空港検疫の陽性者では、95%以上が無症状なことでわかるように、症状が軽い人ほど人数が増えます。これらのことから、永江一石さんがいうように、「現在の感染者数を4月頃の基準に換算すると1/10」に激減するとしても不思議ではありません。

参考情報ですが、専門家会議の資料によると、Ct値が33~35以下(ウイルスが数百個以下)だと他人には感染させないそうです。

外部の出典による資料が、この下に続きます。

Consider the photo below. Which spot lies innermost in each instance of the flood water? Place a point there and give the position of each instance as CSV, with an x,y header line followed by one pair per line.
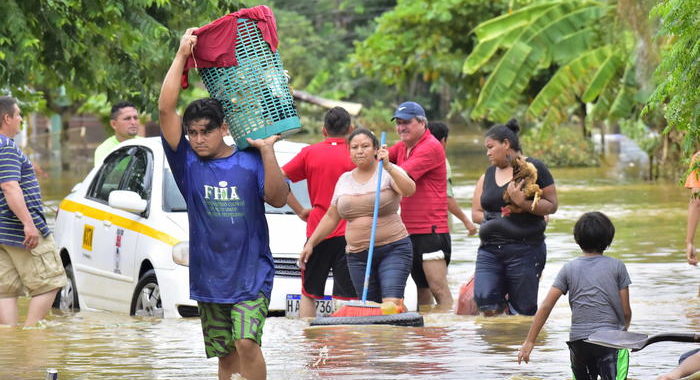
x,y
650,229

インフルエンザと同じだとすると、ウイルスが数百個程度以下の無症状者なら「感染」さえしていないことになります。*4

極論ですが、それなら軽症者は「ただの風邪」で、無症状なら感染さえしていない(他人にもうつさない)のかもしれません。繰り返しになりますが、空港検疫の陽性者の95%以上は無症状ですから、そういう人を隔離する必要性はあるのでしょうか。

もし、上の私の仮説が正しいとすると、陽性者全員を「感染者」として扱うことは、壮大なムダである可能性があります。読めばわかるように、いままで述べたことは実際のデータで検証可能ですが、残念なことに相当の労力と時間がかかるのではないのでしょうか。

*1 世界的にも、感染者が増えて死亡者が減っている傾向は共通しています。

*2 検査に使っている機種を調べれば、これが本当かどうか確認できるはずです。

*3 検査結果のCt値が大きくなっている(ウイルスが少なくなっている)ことが確認できれば完璧なのですが…。

*4 緊急寄稿(1)新型コロナウイルス感染症(COVID-19)のウイルス学的特徴と感染様式の考察(白木公康)によると、「鼻腔への感染では,127~320TCID50(インフルエンザの場合、PCRで検体を採取する鼻腔には、最低でも100個程度以上のウイルスがない感染は起こらない)」とあります。